Frustrated at not seeing Ana de Armas in Danny Boyle’s “Yesterday” movie that they had rented, even though she is present in the trailer, two fans of the actress have just filed a complaint against Universal .
In the country where legal cases are a real lucrative business for armies of lawyers, it happens from time to time on the Hollywood office of the rather astonishing complaints. Like the one just filed by two fans of Ana de Armas against Universal, reported by variety.
The reason ? Having rented Danny Boyle’s film Yesterday on Amazon Prime, they didn’t appreciate the fact that the actress was cut during the film’s editing, even though she appears in the film’s trailer. The screenwriter of the film, Richard Curtis, had also regretted this cut in the editing.
“It was a very traumatic cut, because she was brilliant in it” had he dropped at the site Cinemablend, in an interview published in 2019. “It’s one of those things that happens in our favorite scenes in a movie, but we had to cut it for the good of the whole.”
Below is the trailer for the film…
Still, the two plaintiffs, Conor Woulfe, 38 and from Maryland and Peter Michael Rosza, 44, from San Diego, are therefore attacking the Major for deception, and are asking for 5 million dollars in damages estimated.
Drive, the previous
This complaint is reminiscent of the one filed in 2011 by an American woman against District Film, the distributor of the film Drive by Nicolas Winding Refn.
She too had felt that the trailer for the film had hinted at a work in the vein of a Fast & Furious. Clearly, it lacked for her pursuits, stunts galore and hyper-tuned cars… “Drive shares very few similarities with car chases seen in an action movie, […] and there are few driving scenes” specified the complaint.
As long as charging the mule, the complaint further asserted that Drive “contains defamatory racism against members of the Jewish community, thereby promoting violence against the Jewish community”… The interested party even tried to beat the recall so that her complaint turns into Class Action, without success.
Can a trailer be false advertising?
Is this type of complaint abusive? Founded? Is this specific to the United States, or is the same thing possible in France? Can a movie trailer become false advertising?
We contacted two lawyers for advice. Elisabeth Mâche, from the firm Lawyer, specialized in the various fields of creation and in particular in copyright and digital law; as well as Frédéric Calinaud, founder of firm of the same name in 2013. Cross interviews.
Elisabeth Marchac: In France, there has not yet been a case of complaint on this subject. It is a very Anglo-Saxon approach for the moment to make an appeal for “non satisfaction” or “no promise kept”. For the moment, the American courts have not ruled that a trailer falls within the scope of the application of the American consumer code.
Including a mention of “non-contractual images” is complicated: a trailer is considered a cinematographic work and a self-promotion tool, and not an advertising tool. It does not qualify as an advertising work in France. In fact, we escape the recourse of misleading or unfair advertising.
The definition of the trailer and the regime of the trailer is not provided for by the cinema code. There is no strict definition. It’s a gray area. The CNC is competent in terms of classification vis-à-vis the public to which the trailer is addressed. But he does not have the competence to judge the quality of the content and whether the images correspond to the film.
In France, the question arises more on copyright than on the public interest. The legal angle that would have interested me is that of a filmmaker who would bring an action for infringement of his moral rights or non-respect of his work vis-à-vis a trailer. We would be there on a problem of denaturation of an original work. But for the moment, there has been no case law.
Frederic Calinaud : There is also a difference between choosing the images that best sell a film or an atmosphere, trying to pass off a film for what it is not in order to sell tickets, and trying to voluntarily confuse the viewer for the to lead on false tracks in terms of scenario.

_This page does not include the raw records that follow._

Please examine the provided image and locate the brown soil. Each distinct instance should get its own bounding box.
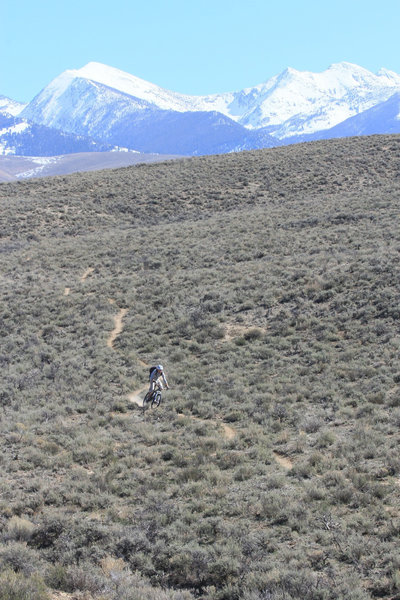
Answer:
[273,452,293,471]
[81,267,94,281]
[107,308,128,348]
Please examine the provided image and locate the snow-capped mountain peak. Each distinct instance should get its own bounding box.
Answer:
[15,62,400,152]
[0,96,26,117]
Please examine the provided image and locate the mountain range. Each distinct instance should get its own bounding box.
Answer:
[0,62,400,176]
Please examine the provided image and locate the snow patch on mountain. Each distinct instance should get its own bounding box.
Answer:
[0,96,27,117]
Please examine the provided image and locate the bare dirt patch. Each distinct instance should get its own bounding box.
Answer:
[273,452,293,471]
[107,308,128,348]
[128,385,147,406]
[81,267,94,281]
[178,413,236,440]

Which is the case with Avengers.
There is a very fine line between the desire to sell and the approach of not spoiling or surprising the viewer. Legally, it is complicated to determine. The Avengers case is pure marketing. We are addressing a very informed public who spend hours deciphering, decoding and commenting on each image.

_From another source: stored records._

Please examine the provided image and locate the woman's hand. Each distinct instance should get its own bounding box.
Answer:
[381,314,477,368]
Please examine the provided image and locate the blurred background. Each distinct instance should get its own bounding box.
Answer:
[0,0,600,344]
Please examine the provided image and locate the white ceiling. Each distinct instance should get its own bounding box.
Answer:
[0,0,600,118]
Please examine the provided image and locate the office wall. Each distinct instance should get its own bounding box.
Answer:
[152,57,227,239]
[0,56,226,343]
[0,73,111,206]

This approach to deciphering trailers is something quite recent. And therefore to find images that are not in the final film, or that are modified. But if we go back in the history of cinema, a lot of classic trailers probably have the same concern. The same goes for the operating photos that were displayed in front of cinemas at the time. And no one cried foul, no one felt cheated not to find a specific image in the film.
The phenomenon is especially exacerbated by the web, by the fact that a blockbuster has three or four trailers, not counting the international trailers… Perhaps this visual overbidding has generated an overbidding in frustration.
Elisabeth Marchac: The question in the end is who would benefit from acting and against whom to turn. Which is complex, even more so when you know that trailers vary from country to country in terms of content and duration. We must also add to this that not everyone understands a film in the same way…
Indicating “non-contractual images” therefore distorts the very notion of a work. It is characteristic of a work to leave room for the imagination: enclosing a trailer in contractual clauses would risk contractualizing all the stages of creation. I don’t think it’s the solution to legislate everything. Especially when it comes to artwork.